O Dia dos Pais deve movimentar o setor de bares e restaurantes da Zona da Mata Mineira neste ano. Segundo levantamento da Abrasel, 70% dos estabelecimentos que estarão abertos na data esperam registrar aumento no faturamento em comparação com o mesmo período de 2025.
Entre os empresários entrevistados, 53% projetam crescimento de até 20% nas vendas, enquanto 19% acreditam em uma alta superior a esse percentual. A pesquisa também aponta que metade dos empreendedores considera a data relevante para o desempenho dos negócios, sendo que 22% classificam o período como muito importante e 28% como importante.
Data é vista como oportunidade para fortalecer negócios
Para a presidente da Abrasel Zona da Mata, Francele Galil, o Dia dos Pais representa uma oportunidade que vai além do impacto comercial, já que a data tradicionalmente reúne famílias em almoços e encontros fora de casa.
Segundo ela, o período permite que os estabelecimentos fortaleçam o relacionamento com os clientes por meio de atendimento qualificado e experiências positivas.
“O momento é perfeito para se destacar oferecendo atendimento acolhedor, serviço ágil e uma operação impecável. Quando a experiência é positiva, o cliente não degusta apenas uma refeição, mas leva consigo uma lembrança que fica para sempre”, avaliou.
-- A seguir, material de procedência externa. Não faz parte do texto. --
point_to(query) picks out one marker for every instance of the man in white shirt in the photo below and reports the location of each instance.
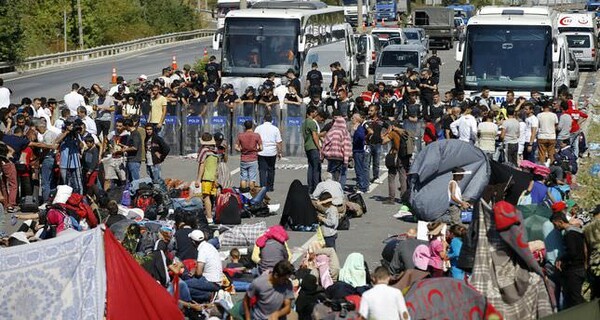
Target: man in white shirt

O presidente-executivo da Abrasel Nacional, Paulo Solmucci, também destacou a importância da data para movimentar toda a cadeia do setor de alimentação fora do lar.
Para ele, além de representar uma oportunidade de aumento nas vendas, o Dia dos Pais reforça o papel dos bares e restaurantes como espaços de convivência e celebração.
Setor busca recuperação após desafios financeiros
O otimismo com o Dia dos Pais ocorre em um momento de recuperação para os bares e restaurantes da Zona da Mata Mineira. Pesquisa realizada pela Abrasel entre os dias 20 e 28 de julho mostrou que 43% dos empresários registraram queda no faturamento em junho na comparação com maio.
Outros 19% afirmaram ter mantido o mesmo nível de receita, enquanto 38% relataram aumento no faturamento.
O levantamento também revelou dificuldades relacionadas ao reajuste de preços. Nos últimos 12 meses, 44% dos empresários afirmaram não ter conseguido aumentar os valores cobrados pelos produtos e serviços.
Entre aqueles que fizeram reajustes, 51% realizaram aumentos iguais ou inferiores à inflação, enquanto apenas 5% aplicaram valores acima do índice inflacionário.
Apesar dos obstáculos, a maioria dos negócios mantém as contas em dia. De acordo com a pesquisa, 56% dos estabelecimentos não possuem pagamentos atrasados. Por outro lado, 44% ainda enfrentam algum tipo de pendência financeira.
Entre as principais dívidas estão impostos federais, citados por 59% dos empresários com débitos, empréstimos bancários (36%) e impostos estaduais (33%).